Physician and public servant Dr. Raj Panjabi to speak at 2023 Gillings School Commencement
February 1, 2023
“We are not defined by the circumstances we face, but rather by how we respond to them. Public health gives us the tools we need to respond to the great challenges of the 21st century.” — Dr. Raj Panjabi
Recognized by TIME as one of the 100 Most Influential People in the World, Raj Panjabi, MD, MPH, is a physician, professor, epidemiologist, entrepreneur and public servant. He serves as special assistant to President Biden and senior director for global health security and biodefense at the White House National Security Council. In this role, he supports the president and the national security adviser in coordinating federal policy to prevent, prepare for, and respond to epidemics and pandemics.

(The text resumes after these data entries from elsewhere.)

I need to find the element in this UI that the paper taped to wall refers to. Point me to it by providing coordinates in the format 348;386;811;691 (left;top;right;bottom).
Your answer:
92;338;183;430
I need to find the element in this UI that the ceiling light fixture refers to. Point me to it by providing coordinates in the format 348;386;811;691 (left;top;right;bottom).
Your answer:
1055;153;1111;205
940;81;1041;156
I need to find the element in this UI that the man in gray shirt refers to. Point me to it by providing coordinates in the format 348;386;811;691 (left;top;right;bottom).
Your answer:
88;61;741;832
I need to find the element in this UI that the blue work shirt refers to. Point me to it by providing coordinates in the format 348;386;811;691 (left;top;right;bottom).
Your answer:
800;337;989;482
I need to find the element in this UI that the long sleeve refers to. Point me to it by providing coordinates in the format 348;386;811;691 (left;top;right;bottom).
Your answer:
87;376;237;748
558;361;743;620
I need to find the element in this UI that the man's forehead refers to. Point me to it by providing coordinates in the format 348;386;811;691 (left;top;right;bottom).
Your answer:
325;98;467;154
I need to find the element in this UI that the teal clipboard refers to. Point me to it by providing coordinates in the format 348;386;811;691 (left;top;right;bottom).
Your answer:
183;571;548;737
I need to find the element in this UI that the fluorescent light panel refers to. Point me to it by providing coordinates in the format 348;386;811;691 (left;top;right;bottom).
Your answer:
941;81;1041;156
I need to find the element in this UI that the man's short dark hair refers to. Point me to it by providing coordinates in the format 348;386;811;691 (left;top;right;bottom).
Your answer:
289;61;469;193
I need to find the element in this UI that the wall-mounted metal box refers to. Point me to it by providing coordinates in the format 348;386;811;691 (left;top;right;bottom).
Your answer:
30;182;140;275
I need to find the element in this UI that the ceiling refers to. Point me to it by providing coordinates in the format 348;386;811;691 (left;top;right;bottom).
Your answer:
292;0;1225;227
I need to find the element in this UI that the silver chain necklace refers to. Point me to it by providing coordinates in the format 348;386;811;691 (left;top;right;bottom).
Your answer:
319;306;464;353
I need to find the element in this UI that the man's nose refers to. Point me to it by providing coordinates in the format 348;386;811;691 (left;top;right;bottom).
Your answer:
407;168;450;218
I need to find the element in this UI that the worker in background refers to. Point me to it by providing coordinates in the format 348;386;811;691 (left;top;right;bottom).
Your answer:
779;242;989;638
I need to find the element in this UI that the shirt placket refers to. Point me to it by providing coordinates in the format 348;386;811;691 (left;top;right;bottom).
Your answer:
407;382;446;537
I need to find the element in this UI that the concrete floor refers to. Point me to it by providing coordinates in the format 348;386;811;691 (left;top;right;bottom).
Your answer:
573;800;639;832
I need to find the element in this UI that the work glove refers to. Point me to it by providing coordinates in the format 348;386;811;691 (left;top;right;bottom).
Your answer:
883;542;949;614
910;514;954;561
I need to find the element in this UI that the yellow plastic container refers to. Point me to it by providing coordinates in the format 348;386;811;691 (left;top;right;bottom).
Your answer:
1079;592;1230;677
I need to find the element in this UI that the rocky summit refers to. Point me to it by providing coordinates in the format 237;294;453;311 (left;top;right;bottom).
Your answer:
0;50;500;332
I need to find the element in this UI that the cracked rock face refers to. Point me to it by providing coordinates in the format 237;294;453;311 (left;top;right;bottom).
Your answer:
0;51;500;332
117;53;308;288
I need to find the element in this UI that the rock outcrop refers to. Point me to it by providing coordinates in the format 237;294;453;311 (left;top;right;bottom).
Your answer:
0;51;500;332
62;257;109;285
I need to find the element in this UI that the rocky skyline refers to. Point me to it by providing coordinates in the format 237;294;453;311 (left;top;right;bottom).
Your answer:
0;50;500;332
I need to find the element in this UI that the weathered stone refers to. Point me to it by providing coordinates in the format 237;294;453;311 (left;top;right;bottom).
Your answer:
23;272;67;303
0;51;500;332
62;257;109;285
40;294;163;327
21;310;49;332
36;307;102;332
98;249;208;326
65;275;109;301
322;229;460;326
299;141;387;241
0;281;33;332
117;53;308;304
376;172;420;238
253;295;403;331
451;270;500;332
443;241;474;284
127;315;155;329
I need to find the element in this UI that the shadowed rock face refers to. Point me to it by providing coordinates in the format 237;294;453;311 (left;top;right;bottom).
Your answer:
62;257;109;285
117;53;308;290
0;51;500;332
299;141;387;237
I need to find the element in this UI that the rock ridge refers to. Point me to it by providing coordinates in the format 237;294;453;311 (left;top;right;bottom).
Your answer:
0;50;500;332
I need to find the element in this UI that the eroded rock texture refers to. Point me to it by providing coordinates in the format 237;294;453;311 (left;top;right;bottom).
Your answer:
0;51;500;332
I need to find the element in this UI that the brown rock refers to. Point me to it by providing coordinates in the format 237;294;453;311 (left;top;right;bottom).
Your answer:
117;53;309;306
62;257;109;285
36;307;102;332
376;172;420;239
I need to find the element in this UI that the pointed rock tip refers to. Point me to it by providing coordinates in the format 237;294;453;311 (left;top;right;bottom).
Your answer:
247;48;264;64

At the Gillings School’s 2023 Commencement celebration on May 13, Panjabi will offer insights from these roles and from his experiences as a medical professor, the third United States Global Malaria Coordinator and CEO of the nonprofit Last Mile Health.
Panjabi’s grandparents were religious minorities in Sindh province (present day Pakistan). Due to the British Partition in 1947, they fled to Mumbai and Indore in India. A generation later, his parents migrated from India to West Africa.
“I was born in Monrovia, Liberia, where I lived until I was nine years old,” Panjabi shares. “When civil war broke out in 1989, my family abruptly evacuated to Sierra Leone on a military cargo plane. We were resettled in North Carolina because my parents had friends in High Point who were willing to take us in and help us rebuild.”
His parents both found jobs in retail clothing stores, and Panjabi’s “summer camp” each year consisted of learning to be an entrepreneur alongside his father in a shop where Snoop Dogg and Dr. Dre blasted on the speakers. After nearly a decade in the U.S., he was offered a full scholarship to attend UNC-Chapel Hill.
“I am so grateful to the public for financing my undergraduate education,” he says. “Without that support, I wouldn’t have been able to afford to go into public service. I also attribute my children to UNC, because I met my wife when we were both first-year students.”
Panjabi became a mentee of [the late] Dr. Alan Cross, who was a professor in both the School of Medicine and the School of Public Health. On Cross’s recommendation, Panjabi traveled to rural Alaska the summer after his junior year and worked with community health aides who had been trained to provide primary health care to their neighbors.
“That summer set me on my life course,” he says. “It’s the reason I started med school in 2002 — I wanted to build organizations like the one I witnessed there. As a refugee, I was moved by the commitment of those health workers to serve their own communities. They inspired me to return to Liberia to do the same.”
During medical school at UNC, he returned to Liberia multiple times and founded Last Mile Health. At the time, the post-war country had only 50 doctors to serve more than 4 million people. Panjabi worked to recruit and train community health teams and outreach nurses to decentralize HIV treatment and narrow the rural health gap; he also launched the nonprofit’s first clinic.
He flew back to Chapel Hill just days before his graduation in December 2007 and, in the following years, crossed the Atlantic regularly while completing his medical residency, teaching at Harvard Medical School, caring for patients at Mass General Brigham’s health care system and helping to expand Last Mile Health to work in rural areas across several countries in Africa.
In 2017, Last Mile Health launched the Community Health Academy. The Academy program partners with governments to design, digitize and deliver trainings for health workers to better serve patients and for health leaders to better manage community health systems. To date, thousands of people around the globe have enrolled.
Over the years, Panjabi has served on several boards and advisory groups, including for the Skoll Foundation. In this capacity, he worked with Dr. Nancy Messonnier — now dean of the Gillings School — to reduce global health inequities in response to the COVID-19 pandemic.
These varied experiences inform Panjabi’s belief that the 21st century poses two great public health challenges: 1) Preparing for and preventing future pandemics; and 2) closing gaps in life expectancy, both within high-income countries and between high- and low-income countries.
“The first challenge may seem insurmountable — but recently, the U.S. government partnered with the Ugandan government and helped stop an Ebola outbreak in just about 100 days. Here at home, the COVID-19 vaccination campaign has saved an estimated 3 million lives (not to mention $1 trillion in health care costs). This shows what’s possible while reminding us there is still more work to be done to stop epidemics when and where they occur,” he says. “As for the life expectancy gap, especially between rural and urban populations, we already have proven solutions. At Last Mile Health, we decentralize care and bring health care to the people door-to-door — a community-based strategy that research shows decreases inequities and boosts the overall standard of care.”
These examples highlight the immense hope Panjabi finds in public health.
“I know graduates are already feeling the weight of the problems they will face in their careers,” he says. “As an immigrant, I deeply believe that we are not defined — as people or as professionals — by the circumstances we face, but rather by how we respond to them. A public health education gives us the tools we need to respond effectively, and now a whole new graduating class is prepared to fight for the health of all.”